Question

The density of nickel (Face centred cubic cell) is 8.94g/ $c{m^3}$ at 20 $^\circ C$ . What is the radius of the atom? (Atomic weight: Ni = 59)

(A) 0.124 nm

(B) 0.136 nm

(C) 0.149 nm

(D) 0.110 nm

Answer 1

As the name suggests, a Face Centred Cubic (FCC) lattice structure has atoms on all the sides of the cubic structure as well as all the vertices. There is no atom present in the centre of the cube. This brings the total count of the total number of atoms present in a Face Centred Cubic structure to 4.

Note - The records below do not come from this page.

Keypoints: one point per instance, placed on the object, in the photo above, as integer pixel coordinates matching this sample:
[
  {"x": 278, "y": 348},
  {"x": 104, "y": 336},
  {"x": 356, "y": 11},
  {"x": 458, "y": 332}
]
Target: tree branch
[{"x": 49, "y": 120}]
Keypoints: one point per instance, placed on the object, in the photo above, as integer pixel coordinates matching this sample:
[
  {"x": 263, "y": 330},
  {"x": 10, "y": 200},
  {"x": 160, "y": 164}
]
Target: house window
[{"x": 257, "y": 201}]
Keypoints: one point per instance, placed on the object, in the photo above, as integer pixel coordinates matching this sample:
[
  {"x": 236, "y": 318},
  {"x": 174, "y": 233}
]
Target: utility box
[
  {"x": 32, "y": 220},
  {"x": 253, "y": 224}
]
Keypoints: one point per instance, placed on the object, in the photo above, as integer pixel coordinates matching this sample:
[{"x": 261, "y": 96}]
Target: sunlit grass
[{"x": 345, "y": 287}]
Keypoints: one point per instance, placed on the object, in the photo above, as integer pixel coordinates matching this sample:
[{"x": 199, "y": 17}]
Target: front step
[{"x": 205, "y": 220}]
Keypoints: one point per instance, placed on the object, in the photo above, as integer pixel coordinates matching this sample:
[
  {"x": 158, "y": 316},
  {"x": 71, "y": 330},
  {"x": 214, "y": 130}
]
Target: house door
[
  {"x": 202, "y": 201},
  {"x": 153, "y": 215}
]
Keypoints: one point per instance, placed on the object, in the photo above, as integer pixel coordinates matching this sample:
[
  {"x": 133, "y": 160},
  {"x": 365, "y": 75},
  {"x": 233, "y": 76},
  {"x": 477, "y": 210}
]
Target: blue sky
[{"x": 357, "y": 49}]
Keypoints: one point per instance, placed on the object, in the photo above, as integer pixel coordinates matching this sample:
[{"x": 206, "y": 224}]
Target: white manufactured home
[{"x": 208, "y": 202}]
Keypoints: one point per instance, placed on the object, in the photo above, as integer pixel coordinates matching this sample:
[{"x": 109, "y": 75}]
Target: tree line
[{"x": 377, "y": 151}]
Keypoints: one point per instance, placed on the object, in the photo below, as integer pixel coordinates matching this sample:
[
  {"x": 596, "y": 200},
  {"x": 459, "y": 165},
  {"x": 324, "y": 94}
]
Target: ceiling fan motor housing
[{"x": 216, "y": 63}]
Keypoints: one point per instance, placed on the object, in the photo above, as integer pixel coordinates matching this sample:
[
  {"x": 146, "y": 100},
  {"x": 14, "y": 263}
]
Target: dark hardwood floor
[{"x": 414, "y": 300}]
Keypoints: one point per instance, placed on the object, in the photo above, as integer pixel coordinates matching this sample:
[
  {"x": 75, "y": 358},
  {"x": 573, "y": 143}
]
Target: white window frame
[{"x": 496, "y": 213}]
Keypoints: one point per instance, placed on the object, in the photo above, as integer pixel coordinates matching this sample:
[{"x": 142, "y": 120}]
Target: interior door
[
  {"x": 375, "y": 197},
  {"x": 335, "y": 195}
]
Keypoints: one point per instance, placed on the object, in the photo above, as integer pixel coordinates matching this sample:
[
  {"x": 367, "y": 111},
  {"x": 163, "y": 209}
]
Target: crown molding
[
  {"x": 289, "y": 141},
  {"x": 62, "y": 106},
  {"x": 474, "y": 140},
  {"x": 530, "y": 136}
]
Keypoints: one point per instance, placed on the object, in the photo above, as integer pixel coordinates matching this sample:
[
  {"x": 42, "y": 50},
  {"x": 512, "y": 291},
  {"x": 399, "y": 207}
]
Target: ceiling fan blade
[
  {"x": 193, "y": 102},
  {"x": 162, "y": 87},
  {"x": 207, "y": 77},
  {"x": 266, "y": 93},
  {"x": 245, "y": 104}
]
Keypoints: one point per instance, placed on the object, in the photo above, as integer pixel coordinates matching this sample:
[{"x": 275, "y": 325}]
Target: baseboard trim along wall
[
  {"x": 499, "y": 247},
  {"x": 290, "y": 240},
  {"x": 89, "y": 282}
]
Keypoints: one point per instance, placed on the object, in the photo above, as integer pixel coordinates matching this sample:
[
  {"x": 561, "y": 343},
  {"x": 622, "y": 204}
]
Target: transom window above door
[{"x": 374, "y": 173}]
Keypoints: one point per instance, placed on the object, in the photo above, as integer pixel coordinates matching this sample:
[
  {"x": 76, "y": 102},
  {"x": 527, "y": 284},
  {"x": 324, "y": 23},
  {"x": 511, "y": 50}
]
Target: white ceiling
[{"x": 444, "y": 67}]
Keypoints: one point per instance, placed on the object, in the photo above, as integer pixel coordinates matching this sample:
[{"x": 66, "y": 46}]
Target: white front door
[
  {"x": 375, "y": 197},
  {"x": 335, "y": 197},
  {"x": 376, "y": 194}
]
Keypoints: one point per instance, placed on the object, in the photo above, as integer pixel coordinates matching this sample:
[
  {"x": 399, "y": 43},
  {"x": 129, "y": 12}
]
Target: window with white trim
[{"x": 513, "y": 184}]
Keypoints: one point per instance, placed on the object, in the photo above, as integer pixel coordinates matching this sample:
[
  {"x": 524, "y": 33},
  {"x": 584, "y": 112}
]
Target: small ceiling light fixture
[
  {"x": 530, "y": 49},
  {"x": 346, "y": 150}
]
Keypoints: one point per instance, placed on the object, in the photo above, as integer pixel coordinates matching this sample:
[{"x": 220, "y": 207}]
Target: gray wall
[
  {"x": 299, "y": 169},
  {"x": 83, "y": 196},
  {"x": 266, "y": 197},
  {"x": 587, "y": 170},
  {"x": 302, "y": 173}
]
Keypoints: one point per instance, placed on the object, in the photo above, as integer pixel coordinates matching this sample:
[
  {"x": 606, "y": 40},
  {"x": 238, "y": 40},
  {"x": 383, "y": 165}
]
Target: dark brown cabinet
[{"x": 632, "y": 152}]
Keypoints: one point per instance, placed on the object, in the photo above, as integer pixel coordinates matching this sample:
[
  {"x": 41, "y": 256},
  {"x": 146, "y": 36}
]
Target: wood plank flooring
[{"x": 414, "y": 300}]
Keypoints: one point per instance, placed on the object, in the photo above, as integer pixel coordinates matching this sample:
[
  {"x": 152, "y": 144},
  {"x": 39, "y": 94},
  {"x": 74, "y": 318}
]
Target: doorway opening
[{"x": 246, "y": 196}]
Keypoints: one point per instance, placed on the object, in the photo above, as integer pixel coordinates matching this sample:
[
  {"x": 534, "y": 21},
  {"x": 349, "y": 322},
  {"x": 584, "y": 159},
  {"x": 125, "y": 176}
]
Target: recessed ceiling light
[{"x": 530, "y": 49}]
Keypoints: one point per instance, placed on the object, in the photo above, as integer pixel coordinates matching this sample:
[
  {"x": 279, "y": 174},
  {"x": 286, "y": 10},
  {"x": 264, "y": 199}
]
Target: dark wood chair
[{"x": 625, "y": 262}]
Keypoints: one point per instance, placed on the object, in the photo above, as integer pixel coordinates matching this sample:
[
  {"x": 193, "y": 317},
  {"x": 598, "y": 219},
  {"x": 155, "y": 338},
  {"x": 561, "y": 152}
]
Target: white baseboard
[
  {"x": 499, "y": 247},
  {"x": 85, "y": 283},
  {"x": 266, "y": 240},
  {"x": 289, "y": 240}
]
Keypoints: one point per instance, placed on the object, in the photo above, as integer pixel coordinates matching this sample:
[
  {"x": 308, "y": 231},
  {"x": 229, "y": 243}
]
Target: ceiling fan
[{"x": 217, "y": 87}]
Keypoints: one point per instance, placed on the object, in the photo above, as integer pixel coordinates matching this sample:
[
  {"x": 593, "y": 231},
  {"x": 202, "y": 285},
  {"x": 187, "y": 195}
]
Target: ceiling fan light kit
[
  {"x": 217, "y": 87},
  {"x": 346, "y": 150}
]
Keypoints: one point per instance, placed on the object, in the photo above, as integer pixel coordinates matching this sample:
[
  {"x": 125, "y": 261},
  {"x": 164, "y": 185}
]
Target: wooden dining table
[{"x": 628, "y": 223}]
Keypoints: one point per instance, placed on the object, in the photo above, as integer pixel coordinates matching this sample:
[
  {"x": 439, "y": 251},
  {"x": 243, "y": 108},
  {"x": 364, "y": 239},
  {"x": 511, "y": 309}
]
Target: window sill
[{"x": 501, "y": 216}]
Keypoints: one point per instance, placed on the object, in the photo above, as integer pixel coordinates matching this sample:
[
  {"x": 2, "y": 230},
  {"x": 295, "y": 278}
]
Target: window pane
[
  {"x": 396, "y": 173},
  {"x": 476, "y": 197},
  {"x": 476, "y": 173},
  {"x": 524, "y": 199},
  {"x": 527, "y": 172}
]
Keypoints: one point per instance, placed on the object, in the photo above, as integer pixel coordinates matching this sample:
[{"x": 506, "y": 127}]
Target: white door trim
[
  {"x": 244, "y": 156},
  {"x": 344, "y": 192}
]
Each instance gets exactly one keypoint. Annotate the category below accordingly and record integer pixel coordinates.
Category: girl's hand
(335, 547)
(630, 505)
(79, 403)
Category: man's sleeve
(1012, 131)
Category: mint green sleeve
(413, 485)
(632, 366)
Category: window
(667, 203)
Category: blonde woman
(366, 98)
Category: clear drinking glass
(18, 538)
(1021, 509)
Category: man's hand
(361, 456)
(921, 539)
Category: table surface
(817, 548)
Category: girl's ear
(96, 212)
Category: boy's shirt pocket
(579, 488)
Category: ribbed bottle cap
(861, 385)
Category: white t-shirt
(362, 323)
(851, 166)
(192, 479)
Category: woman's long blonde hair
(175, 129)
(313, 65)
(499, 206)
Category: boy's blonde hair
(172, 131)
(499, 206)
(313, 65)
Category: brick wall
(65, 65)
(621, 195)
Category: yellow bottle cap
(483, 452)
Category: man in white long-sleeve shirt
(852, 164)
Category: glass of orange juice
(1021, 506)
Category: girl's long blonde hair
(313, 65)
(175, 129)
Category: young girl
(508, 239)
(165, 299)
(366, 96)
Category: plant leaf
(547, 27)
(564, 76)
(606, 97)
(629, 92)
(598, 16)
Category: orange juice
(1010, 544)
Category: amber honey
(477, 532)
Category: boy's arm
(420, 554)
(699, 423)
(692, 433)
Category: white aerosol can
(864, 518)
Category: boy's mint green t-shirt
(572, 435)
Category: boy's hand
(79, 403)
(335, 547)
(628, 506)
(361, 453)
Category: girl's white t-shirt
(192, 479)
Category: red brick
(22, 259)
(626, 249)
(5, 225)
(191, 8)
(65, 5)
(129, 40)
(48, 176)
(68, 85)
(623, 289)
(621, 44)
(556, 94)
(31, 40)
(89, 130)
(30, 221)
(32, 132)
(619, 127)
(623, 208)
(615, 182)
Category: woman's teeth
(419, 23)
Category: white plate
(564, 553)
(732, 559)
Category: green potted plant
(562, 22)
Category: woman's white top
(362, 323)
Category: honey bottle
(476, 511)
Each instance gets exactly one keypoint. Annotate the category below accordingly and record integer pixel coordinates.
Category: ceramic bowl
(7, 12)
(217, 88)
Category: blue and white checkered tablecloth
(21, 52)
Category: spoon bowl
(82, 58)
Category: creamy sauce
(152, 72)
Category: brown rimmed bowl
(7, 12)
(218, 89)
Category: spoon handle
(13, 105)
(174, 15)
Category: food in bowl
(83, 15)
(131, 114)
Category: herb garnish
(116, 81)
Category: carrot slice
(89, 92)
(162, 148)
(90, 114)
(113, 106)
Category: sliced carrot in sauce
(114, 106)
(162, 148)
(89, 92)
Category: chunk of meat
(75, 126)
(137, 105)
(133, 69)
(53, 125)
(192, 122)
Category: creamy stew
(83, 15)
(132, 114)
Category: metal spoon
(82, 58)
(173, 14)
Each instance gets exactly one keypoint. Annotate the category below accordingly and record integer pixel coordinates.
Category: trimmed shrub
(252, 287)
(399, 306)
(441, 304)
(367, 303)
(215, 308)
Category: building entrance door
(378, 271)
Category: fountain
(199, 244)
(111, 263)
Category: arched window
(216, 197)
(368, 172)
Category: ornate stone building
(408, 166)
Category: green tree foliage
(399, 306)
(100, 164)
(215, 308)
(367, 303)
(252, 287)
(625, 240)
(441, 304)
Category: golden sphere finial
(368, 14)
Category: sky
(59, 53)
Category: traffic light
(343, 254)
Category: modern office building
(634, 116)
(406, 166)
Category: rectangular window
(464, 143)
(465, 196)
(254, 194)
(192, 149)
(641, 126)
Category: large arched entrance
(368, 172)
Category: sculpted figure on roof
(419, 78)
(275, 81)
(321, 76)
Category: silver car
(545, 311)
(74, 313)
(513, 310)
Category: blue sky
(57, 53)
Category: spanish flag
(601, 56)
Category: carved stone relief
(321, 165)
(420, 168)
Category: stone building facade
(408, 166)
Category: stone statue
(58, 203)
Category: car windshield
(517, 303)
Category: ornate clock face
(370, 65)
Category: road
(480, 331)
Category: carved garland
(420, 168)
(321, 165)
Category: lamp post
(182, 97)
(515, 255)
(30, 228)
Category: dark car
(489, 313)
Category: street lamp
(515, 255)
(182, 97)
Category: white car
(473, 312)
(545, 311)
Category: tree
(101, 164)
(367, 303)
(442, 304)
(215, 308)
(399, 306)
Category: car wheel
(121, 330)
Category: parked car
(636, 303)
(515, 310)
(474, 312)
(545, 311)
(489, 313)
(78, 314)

Complete Step-by-Step Solution:

Now, in order to calculate the diameter of the atom, we need to follow a few steps:

Calculate the edge length of the FCC cube:

We know that,

Density = (mass)/(volume)

Applying this concept for calculating the density of the unite cell, we get,

Density = $\dfrac{{(M \times z)}}{{(N \times {a^3})}}$

= $\dfrac{{(molecular{\text{ }}weight){\text{ (}}number{\text{ }}of{\text{ }}atoms{\text{ }}per{\text{ }}cell){\text{ }}}}{{{{(edge{\text{ }}length)}^3}{\text{ (}}Avogadro{\text{ }}number)}}$

= $\dfrac{{59 \times 4}}{{{a^3} \times 6.022 \times {{10}^{23}}}}$

Hence,

${a^3}$ = $\dfrac{{59 \times 4}}{{density \times 6.022 \times {{10}^{23}}}}$

${a^3}$ = $\dfrac{{59 \times 4}}{{8.94 \times 6.022 \times {{10}^{23}}}}$ = 4.83 $\times {10^{ - 23}}$

Hence,

a = $\sqrt[3]{{4.83}} \times {10^{23}}$ = 3.64 $\times {10^{ - 8}}$ cm

Calculate the radius of the atom:

We know that, the relation between the radius of the atom and the edge length of the unit cell can be given by –

$\sqrt {2a} = 4r$

Hence, r = $\dfrac{{\sqrt 2 a}}{4}$

r = $\dfrac{{\sqrt 2 \times 3.64 \times {{10}^{ - 8}}}}{4}$ = 1.28 $\times {10^{ - 8}}$ cm = 0.128 nm $\approx$ 0.124 nm

Hence the diameter of the atom can be calculated as:

d = 2r = 2(1.28 $\times {10^{ - 8}}$ ) = 2.48 $\times {10^{ - 8}}$ cm

Hence, Option (A) is the correct option.

Note: The formulae to calculate the radii of the constituent atom is different for different lattice structures but can be derived in a similar manner. Although it is advisable to memorise these formulae for the ease of calculation.